Some of the disclaimer language required by the attorney advertising rules in Ohio is quite long for a text message, such as the language, which must be sent if someone has recently be injured in an accident. It is important to note that, unlike other states that require a thirty day waiting period before contacting an accident victim, Ohio permits contact with a victim within thirty days; however, the following “Understanding Your Rights” statement must be included regardless of whether the contact is via text message: THE SUPREME COURT OF OHIO, WHICH GOVERNS THE CONDUCT OF LAWYERS IN THE STATE OF OHIO, NEITHER PROMOTES NOR PROHIBITS THE DIRECT SOLICITATION OF PERSONAL INJURY VICTIMS. THE COURT DOES REQUIRE THAT, IF SUCH A SOLICITATION IS MADE, IT MUST INCLUDE THE ABOVE DISCLOSURE.
Whether sending all of the additional disclosure language in a text message defeats the goal of a streamlined texting advertising campaign remains to be seen, but clearly technology has provided yet another vehicle to drive in the controversial world of attorney advertising.
Click here to read the full opinion.
Is Your Client Data Safe?
Is your client data safe? According to the FBI, hackers have begun attacking law firms at an increasing rate as it is an optimal way to obtain economic, personal and personal security-related information. A recent article in the Texas Bar Journal entitled “Keeping Client Data and Your Law License Secure,” highlights the intense evolution of the practice of law in regards to technology and the security measures required to protect client data and maintain client confidentiality. Moreover, the ethics rules have evolved so that a competent lawyer is one who understands the benefits and disadvantages of technology. The article suggests that the use of encryption software is to protect law firm data and indicates that there are encryption tools available via the Internet that are easy to use and allow any attorney to encrypt all client data on his or her hard drive. Technology 101 may be a new course for lawyers, but it is certainly one in which we must all enroll!

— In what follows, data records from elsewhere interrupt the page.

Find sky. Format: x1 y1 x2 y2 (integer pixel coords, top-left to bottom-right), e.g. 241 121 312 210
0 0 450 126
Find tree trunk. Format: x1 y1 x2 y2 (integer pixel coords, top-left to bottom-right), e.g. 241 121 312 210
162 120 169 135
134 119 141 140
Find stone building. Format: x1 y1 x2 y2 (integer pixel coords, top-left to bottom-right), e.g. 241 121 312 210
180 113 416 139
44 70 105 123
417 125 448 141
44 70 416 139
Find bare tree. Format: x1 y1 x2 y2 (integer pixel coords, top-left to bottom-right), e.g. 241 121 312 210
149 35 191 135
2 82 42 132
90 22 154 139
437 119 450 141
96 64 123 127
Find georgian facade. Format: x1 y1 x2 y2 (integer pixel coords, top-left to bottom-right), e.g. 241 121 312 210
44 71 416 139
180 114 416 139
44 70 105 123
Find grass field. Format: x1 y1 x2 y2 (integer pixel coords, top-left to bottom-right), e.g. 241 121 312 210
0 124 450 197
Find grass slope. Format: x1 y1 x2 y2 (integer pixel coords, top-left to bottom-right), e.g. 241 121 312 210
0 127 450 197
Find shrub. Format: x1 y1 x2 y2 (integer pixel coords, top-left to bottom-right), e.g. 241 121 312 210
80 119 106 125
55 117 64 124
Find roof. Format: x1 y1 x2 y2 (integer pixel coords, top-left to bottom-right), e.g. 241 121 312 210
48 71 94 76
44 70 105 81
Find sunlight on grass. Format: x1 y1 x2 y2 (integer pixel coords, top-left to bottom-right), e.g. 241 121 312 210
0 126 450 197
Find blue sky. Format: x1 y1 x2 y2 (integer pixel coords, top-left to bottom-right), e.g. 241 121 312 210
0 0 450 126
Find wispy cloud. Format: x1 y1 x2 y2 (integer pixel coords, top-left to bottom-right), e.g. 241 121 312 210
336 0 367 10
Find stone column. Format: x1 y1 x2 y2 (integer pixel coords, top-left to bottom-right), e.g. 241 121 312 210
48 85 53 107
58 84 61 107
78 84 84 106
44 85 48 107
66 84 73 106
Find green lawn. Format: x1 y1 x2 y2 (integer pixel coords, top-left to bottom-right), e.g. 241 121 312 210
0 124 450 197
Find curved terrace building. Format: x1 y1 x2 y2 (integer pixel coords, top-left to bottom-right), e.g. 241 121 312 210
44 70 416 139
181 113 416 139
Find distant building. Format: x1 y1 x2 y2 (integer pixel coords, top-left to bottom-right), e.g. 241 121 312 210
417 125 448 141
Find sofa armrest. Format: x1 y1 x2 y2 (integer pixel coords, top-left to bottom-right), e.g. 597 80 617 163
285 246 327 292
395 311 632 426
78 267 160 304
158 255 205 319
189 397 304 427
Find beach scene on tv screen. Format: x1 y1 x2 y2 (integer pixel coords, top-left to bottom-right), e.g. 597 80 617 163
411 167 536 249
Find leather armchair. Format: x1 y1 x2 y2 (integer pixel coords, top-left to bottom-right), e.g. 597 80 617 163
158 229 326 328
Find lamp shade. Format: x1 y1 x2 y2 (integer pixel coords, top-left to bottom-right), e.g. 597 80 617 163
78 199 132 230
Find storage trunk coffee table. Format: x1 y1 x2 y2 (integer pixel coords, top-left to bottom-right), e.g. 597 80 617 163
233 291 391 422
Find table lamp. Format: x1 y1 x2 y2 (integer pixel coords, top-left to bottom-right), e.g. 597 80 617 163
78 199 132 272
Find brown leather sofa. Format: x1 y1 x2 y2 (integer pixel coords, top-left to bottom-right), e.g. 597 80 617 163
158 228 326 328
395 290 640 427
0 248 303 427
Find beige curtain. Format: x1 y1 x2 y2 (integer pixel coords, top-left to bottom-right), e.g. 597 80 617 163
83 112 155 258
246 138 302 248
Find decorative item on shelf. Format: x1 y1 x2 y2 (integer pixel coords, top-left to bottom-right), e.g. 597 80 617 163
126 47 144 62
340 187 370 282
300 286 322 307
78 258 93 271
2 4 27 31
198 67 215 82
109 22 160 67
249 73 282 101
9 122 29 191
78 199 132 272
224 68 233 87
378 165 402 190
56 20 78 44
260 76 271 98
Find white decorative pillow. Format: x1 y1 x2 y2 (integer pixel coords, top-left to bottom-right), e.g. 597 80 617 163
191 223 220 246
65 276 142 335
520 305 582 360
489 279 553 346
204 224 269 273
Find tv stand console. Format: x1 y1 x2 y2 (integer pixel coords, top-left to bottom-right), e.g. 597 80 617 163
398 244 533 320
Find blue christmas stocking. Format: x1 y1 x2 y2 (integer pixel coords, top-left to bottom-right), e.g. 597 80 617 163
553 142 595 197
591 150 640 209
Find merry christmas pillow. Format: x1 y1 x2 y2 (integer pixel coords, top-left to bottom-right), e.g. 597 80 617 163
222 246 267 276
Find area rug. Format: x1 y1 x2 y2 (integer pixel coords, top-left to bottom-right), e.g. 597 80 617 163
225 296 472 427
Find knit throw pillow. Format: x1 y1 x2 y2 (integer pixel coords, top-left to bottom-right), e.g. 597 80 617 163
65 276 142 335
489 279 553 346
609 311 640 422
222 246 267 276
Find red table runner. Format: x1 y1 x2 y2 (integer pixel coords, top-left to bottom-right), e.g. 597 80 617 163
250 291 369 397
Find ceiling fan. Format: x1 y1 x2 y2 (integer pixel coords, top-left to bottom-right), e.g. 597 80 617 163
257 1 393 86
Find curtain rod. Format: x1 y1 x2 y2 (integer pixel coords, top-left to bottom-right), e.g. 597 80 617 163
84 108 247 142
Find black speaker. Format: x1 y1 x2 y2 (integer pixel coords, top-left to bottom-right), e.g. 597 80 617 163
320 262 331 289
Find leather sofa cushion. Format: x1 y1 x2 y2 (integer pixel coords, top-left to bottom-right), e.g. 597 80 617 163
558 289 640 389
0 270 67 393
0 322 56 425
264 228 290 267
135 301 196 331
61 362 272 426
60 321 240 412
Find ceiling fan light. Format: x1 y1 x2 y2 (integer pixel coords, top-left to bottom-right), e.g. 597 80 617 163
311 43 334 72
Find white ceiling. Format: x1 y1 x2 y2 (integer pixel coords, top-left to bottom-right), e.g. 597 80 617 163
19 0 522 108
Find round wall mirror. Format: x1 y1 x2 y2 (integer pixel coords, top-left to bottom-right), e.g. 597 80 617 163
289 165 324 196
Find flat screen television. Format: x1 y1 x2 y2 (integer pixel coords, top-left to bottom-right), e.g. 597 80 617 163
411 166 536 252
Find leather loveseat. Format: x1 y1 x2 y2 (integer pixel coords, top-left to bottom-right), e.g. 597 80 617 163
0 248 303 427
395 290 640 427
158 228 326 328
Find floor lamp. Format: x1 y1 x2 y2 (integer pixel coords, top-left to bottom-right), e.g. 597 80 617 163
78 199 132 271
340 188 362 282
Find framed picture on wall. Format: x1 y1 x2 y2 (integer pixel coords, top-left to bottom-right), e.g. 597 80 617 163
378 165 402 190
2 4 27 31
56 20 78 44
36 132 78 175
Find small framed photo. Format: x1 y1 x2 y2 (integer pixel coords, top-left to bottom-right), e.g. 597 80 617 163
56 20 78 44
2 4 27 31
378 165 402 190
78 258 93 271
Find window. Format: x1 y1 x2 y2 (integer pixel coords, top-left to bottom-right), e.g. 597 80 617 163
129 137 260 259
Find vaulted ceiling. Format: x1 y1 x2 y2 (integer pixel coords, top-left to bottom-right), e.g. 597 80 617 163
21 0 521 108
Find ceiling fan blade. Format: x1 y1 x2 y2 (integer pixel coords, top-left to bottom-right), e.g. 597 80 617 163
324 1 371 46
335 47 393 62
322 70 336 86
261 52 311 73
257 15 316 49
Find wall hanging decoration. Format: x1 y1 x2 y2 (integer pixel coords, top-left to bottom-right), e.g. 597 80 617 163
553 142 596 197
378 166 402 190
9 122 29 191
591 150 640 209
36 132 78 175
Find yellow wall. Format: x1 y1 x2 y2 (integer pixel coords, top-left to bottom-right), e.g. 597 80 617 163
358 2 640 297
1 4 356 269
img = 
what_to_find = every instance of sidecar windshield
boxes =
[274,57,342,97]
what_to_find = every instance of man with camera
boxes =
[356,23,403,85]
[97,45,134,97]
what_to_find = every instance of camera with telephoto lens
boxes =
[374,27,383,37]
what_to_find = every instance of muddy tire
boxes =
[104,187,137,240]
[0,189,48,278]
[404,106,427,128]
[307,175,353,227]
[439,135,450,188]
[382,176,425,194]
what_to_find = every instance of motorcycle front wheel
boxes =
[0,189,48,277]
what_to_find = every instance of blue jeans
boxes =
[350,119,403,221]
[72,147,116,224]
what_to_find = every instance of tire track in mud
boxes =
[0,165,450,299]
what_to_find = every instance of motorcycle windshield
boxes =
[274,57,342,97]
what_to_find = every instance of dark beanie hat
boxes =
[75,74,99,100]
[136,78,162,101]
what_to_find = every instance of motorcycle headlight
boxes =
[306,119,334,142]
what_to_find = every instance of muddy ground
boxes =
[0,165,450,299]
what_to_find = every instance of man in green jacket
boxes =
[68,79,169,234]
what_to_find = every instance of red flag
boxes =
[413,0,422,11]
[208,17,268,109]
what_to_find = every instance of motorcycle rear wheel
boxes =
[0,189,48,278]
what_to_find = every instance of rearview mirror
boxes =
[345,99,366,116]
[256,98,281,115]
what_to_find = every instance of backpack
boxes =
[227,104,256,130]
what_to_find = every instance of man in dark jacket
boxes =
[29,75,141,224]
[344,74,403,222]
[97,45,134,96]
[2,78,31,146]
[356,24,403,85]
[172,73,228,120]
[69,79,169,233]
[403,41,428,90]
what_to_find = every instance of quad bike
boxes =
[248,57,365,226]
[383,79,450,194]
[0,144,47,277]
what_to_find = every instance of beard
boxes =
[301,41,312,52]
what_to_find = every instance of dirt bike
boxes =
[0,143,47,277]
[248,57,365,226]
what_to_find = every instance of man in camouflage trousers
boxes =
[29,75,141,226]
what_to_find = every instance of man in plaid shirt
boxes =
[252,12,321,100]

Subsidizing Legal Relocation
In an age where there is no shortage of attorneys in most urban areas, certain rural communities remain under-served when it comes to access to legal services. South Dakota aims to change that in their state with a new law passed in March. Under the new pilot program, South Dakota will pay up to sixteen lawyers a $12,000 subsidy per year to practice in rural areas. As part of the arrangement, the attorneys will have to work in a county with a population of 10,000 or less and make a firm five-year commitment to the program.
South Dakota recognizes a problem that other states may also face with an overwhelming proportion of their attorney population residing in urban areas while a significant portion of the population reside in rural areas. Only two percent of lawyers nationwide practice in rural areas while close to 20 percent of the population resides in such areas. Access to legal services in rural areas is an issue that lawmakers continue to confront. While it remains to be seen whether South Dakota’s approach will be successful or adopted in other states, it is clear that at least one state is taking note of the shortage of lawyers in rural communities.